Wiener Kindergärten: Leitfaden zu Umgang mit Religion

Als Ergänzung zum Bildungsplan hat die Stadt Wien einen neuen Leitfaden zum „Umgang mit Religionen, Weltanschauungen und Werten“ erarbeitet. Religiöse Vereine als Träger privater Kindergärten müssen die Konfession nun eindeutig angeben.

Der Bildungsstadtrat hatte die Erarbeitung eines Religionsleitfadens - als Präzisierung der Bildungsplanbestimmungen - und die Gesetzesnovelle schon im Sommer angekündigt. „Die Stadt Wien steht für eine offene, pluralistische Gesellschaft mit einem sicheren Fundament aus eindeutig definierten Werthaltungen“, so eine Aussendung vom Montag. Diese Werte seien „die Grundlage für eine kultur- und religionssensible Bildung in Wiener elementaren Bildungs- und Betreuungseinrichtungen“.

Vor allem in Debatten rund um sogenannte Islam-Kindergärten war die Stadt Wien wiederholt in die Kritik geraten - nicht zuletzt auch deshalb, weil die religiöse Ausrichtung privater Träger nicht verpflichtend erhoben wurde. Das ändert sich nun: Bei allen Neugenehmigungen müssen Betreiber, die eine spezifische Glaubensrichtung lehren, diese klar angeben. Bestehende müssen die Infos nachreichen.

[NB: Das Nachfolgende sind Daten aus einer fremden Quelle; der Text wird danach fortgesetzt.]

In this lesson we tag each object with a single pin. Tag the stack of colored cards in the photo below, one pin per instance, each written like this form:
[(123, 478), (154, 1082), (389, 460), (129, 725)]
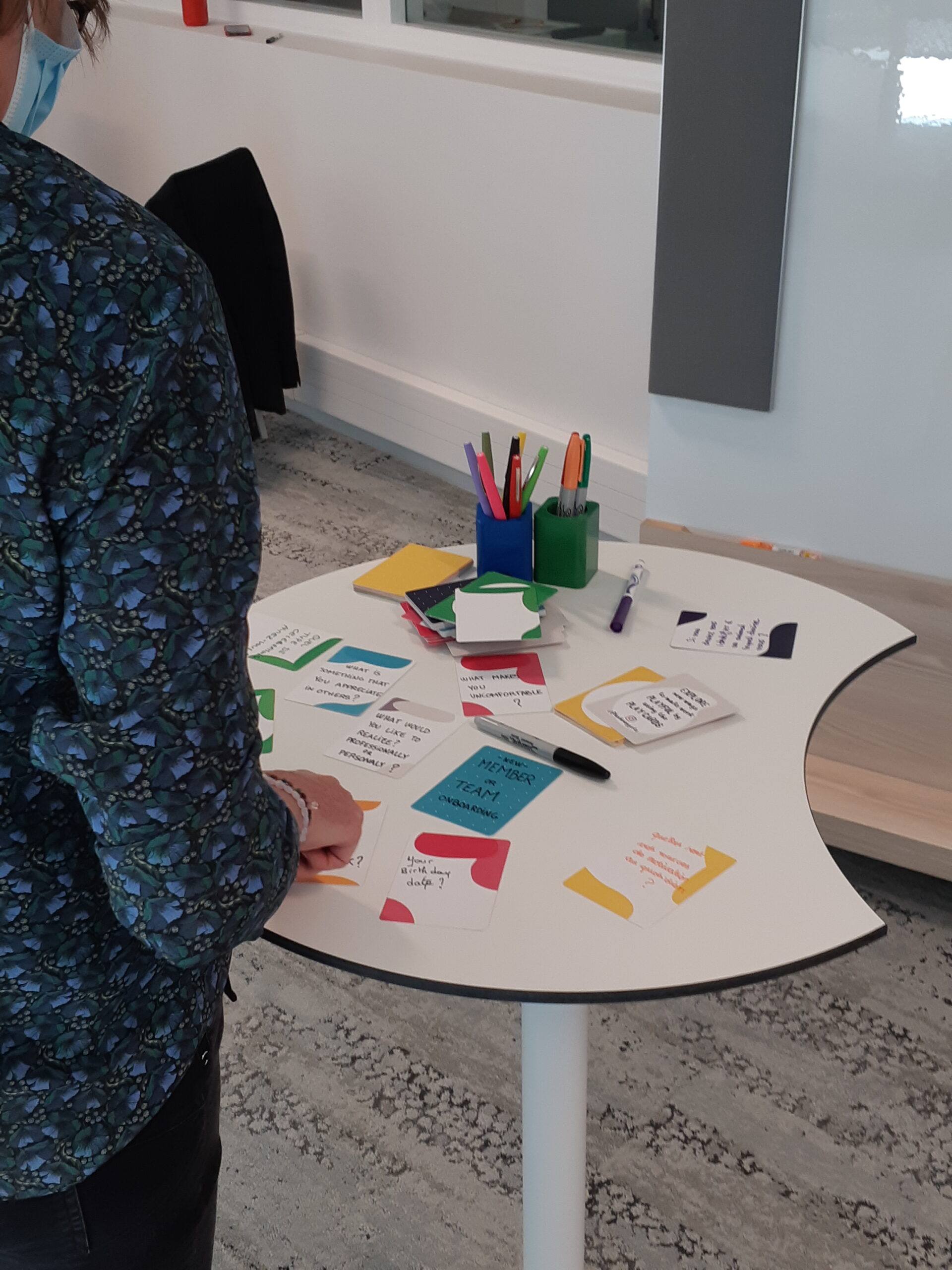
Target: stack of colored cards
[(492, 610)]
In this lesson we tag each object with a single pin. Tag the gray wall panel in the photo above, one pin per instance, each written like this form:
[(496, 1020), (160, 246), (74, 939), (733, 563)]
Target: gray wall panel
[(728, 111)]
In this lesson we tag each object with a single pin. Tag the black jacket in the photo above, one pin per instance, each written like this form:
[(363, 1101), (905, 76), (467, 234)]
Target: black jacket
[(224, 212)]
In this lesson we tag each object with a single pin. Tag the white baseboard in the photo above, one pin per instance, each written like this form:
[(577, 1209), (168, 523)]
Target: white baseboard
[(432, 421)]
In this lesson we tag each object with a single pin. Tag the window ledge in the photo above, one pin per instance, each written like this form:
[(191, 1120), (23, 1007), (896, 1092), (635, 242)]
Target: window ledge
[(591, 75)]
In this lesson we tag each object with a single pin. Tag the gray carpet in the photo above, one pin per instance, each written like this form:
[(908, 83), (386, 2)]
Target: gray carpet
[(803, 1123)]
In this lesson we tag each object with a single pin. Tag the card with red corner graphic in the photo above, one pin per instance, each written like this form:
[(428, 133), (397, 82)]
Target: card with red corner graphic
[(507, 684), (446, 879), (356, 870)]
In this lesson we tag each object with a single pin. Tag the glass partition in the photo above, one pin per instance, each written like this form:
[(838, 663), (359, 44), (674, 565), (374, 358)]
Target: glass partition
[(624, 26)]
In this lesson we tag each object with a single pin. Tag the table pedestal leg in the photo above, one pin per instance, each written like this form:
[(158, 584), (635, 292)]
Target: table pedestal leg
[(555, 1043)]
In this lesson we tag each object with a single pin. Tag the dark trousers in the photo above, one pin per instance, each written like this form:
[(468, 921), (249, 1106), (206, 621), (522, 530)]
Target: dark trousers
[(151, 1207)]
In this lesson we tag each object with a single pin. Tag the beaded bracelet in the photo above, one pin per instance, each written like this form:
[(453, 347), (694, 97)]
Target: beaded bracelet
[(277, 783)]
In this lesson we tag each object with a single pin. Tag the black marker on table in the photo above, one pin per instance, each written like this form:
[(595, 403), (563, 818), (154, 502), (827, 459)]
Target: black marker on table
[(542, 749)]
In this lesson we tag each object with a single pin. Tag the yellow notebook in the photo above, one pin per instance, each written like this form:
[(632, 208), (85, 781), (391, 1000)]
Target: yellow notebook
[(411, 570), (572, 709)]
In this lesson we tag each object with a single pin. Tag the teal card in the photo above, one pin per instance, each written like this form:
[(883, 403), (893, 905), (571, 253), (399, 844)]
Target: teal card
[(488, 790)]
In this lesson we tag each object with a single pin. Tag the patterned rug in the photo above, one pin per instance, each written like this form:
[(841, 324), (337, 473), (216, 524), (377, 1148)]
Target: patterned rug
[(803, 1124)]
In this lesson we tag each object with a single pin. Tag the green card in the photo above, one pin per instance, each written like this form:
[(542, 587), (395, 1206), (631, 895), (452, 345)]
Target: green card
[(266, 718)]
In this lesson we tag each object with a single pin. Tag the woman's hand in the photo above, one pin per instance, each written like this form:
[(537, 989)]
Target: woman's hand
[(336, 820)]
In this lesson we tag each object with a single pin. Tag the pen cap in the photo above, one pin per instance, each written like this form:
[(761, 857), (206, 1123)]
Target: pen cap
[(504, 547), (567, 547)]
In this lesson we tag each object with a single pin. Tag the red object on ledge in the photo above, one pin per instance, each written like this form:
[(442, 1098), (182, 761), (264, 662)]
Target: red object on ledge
[(194, 13)]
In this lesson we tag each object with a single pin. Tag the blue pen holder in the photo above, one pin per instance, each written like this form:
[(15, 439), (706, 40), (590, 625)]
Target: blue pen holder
[(504, 547)]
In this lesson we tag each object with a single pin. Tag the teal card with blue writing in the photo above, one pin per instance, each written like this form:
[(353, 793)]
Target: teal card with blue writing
[(488, 790)]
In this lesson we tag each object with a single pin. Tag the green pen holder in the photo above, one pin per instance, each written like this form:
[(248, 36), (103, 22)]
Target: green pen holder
[(567, 547)]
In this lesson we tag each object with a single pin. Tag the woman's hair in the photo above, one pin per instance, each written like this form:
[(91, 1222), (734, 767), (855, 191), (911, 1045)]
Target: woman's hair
[(93, 21), (92, 18)]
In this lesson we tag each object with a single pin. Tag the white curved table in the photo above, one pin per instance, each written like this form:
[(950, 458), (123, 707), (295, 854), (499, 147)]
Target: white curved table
[(737, 785)]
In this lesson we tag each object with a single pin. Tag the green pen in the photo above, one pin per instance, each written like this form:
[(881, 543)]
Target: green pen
[(488, 451), (534, 477), (582, 493)]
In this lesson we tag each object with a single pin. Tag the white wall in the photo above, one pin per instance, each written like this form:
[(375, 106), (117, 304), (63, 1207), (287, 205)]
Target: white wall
[(856, 460), (470, 248)]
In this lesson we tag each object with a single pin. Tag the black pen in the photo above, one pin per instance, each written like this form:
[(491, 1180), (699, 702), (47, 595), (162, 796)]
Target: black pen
[(542, 749)]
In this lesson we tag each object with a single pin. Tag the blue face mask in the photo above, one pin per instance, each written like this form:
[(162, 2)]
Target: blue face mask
[(42, 66)]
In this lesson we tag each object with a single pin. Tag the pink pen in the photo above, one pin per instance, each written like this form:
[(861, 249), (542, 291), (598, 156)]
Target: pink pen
[(489, 484)]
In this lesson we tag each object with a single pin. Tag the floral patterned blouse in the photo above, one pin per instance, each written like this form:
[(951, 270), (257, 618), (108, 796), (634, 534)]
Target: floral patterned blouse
[(139, 841)]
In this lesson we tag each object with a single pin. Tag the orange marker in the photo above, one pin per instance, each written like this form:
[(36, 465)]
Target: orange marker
[(574, 455), (516, 491)]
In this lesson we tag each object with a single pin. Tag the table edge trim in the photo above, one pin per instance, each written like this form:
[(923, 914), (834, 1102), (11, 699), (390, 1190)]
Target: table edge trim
[(461, 990)]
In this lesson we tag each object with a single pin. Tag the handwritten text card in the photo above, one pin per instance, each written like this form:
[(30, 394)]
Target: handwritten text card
[(447, 881), (284, 644), (351, 680), (488, 790), (395, 737), (651, 878), (502, 685), (356, 869), (744, 636), (651, 710)]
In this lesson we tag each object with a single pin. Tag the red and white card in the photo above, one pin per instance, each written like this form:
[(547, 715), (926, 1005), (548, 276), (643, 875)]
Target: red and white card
[(446, 879), (507, 684), (433, 639)]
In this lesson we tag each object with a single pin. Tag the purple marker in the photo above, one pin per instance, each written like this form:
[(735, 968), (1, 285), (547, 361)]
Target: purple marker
[(476, 479), (631, 593)]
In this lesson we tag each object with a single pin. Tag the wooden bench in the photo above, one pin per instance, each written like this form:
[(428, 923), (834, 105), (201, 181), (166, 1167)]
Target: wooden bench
[(879, 769)]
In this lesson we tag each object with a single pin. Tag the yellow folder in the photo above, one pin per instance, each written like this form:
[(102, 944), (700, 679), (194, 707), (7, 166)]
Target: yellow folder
[(411, 570)]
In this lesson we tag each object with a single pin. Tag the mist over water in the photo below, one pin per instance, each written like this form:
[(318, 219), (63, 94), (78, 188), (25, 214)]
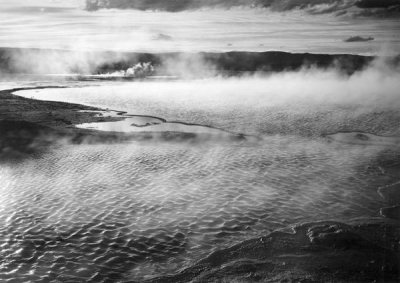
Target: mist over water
[(142, 209), (311, 147)]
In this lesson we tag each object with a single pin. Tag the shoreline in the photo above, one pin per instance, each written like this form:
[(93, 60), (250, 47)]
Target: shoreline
[(331, 251)]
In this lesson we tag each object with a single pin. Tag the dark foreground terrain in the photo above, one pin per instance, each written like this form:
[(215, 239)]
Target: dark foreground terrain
[(363, 251)]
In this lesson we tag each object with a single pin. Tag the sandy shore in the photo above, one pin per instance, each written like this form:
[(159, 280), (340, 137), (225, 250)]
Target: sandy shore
[(363, 251)]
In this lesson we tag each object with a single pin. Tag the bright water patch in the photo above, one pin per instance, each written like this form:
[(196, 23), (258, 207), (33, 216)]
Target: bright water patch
[(127, 211)]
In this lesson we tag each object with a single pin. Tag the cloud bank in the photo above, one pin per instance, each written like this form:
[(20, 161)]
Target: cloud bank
[(340, 7)]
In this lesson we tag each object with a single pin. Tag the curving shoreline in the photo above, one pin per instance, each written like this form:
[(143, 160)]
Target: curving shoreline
[(361, 251)]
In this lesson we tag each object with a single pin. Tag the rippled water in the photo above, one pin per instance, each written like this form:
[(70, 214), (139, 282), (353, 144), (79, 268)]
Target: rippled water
[(141, 209)]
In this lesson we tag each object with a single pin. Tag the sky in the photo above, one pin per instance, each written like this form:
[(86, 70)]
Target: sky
[(65, 24)]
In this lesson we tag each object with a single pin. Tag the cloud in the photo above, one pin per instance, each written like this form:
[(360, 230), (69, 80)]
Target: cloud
[(340, 7)]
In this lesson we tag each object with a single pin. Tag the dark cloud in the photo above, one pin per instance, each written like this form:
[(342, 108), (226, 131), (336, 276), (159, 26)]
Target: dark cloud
[(366, 8)]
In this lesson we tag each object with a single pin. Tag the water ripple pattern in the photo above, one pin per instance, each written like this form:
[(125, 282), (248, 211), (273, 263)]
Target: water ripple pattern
[(93, 213)]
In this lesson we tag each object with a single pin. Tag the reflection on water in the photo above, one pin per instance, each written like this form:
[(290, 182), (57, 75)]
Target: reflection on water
[(139, 209), (134, 210)]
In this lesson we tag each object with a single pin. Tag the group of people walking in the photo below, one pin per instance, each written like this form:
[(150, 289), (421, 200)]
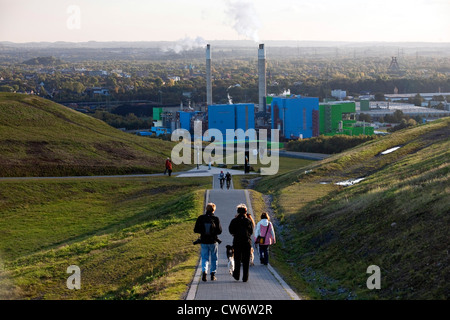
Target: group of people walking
[(241, 228)]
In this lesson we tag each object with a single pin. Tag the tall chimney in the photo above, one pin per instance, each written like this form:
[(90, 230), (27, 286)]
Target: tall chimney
[(262, 77), (208, 76)]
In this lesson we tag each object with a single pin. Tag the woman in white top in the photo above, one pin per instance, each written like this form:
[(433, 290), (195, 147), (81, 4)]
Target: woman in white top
[(265, 229)]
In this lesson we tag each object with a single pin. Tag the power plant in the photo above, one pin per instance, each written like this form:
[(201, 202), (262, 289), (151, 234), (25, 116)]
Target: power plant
[(295, 116)]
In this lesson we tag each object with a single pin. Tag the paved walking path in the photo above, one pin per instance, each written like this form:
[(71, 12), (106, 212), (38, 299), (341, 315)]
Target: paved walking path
[(263, 283)]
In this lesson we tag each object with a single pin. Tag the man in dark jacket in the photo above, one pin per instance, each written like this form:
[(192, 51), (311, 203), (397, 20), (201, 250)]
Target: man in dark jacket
[(241, 228), (209, 227)]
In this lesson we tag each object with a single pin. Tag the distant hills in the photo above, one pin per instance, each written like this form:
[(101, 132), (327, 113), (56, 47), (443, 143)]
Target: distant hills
[(42, 138), (221, 43), (45, 61)]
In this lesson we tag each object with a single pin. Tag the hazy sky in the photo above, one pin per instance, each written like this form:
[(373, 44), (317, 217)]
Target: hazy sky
[(148, 20)]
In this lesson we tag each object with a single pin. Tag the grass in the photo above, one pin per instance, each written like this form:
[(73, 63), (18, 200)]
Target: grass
[(397, 218), (128, 236), (42, 138)]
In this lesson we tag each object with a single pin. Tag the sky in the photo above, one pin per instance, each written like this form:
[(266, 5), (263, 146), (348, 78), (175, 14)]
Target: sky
[(257, 20)]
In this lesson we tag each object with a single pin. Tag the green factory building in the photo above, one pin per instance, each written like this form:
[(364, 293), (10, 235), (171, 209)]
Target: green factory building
[(339, 118)]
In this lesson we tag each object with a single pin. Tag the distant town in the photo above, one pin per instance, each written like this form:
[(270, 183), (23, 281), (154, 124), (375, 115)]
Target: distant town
[(301, 89)]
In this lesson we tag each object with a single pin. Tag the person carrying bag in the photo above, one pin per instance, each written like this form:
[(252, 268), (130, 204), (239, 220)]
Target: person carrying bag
[(264, 227)]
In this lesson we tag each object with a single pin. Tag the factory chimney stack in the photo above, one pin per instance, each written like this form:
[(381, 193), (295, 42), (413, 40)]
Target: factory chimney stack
[(262, 77), (208, 76)]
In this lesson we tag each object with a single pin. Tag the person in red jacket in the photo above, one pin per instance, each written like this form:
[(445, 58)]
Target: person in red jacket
[(168, 166)]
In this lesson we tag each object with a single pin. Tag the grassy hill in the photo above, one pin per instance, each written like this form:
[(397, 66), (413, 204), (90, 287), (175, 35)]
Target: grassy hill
[(396, 218), (42, 138), (131, 237)]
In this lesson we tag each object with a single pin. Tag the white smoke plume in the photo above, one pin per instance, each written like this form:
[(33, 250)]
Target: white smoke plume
[(244, 18), (186, 44)]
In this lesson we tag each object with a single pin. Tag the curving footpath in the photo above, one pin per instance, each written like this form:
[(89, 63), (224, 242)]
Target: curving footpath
[(262, 279)]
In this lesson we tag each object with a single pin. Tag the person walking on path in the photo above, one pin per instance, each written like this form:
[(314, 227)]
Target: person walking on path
[(209, 227), (169, 166), (265, 229), (241, 228)]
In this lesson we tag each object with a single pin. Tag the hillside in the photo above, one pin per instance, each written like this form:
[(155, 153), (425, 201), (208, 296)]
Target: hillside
[(397, 218), (42, 138)]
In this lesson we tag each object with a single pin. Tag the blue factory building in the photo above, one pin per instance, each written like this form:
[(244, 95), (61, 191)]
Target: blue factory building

Gesetze mit Vorrang gegenüber Religion

Verpflichtend vorausgesetzt wird bei allen Wiener Kindergärten und Kindergruppen die Anerkennung folgender vier Grundsätze: der des demokratischen Rechtsstaates und dessen Zuständigkeit für Gesetzgebung, Justiz und Exekutive: („Staatliche Gesetze haben gegenüber religiösen Vorschriften Vorrang“), der Gleichberechtigung von nichtreligiösen und religiösen Menschen und von Menschen unterschiedlicher Religionszugehörigkeit, der Gleichberechtigung der Geschlechter sowie der Offenheit und Dialogbereitschaft gegenüber der Pluralität der Gesellschaft.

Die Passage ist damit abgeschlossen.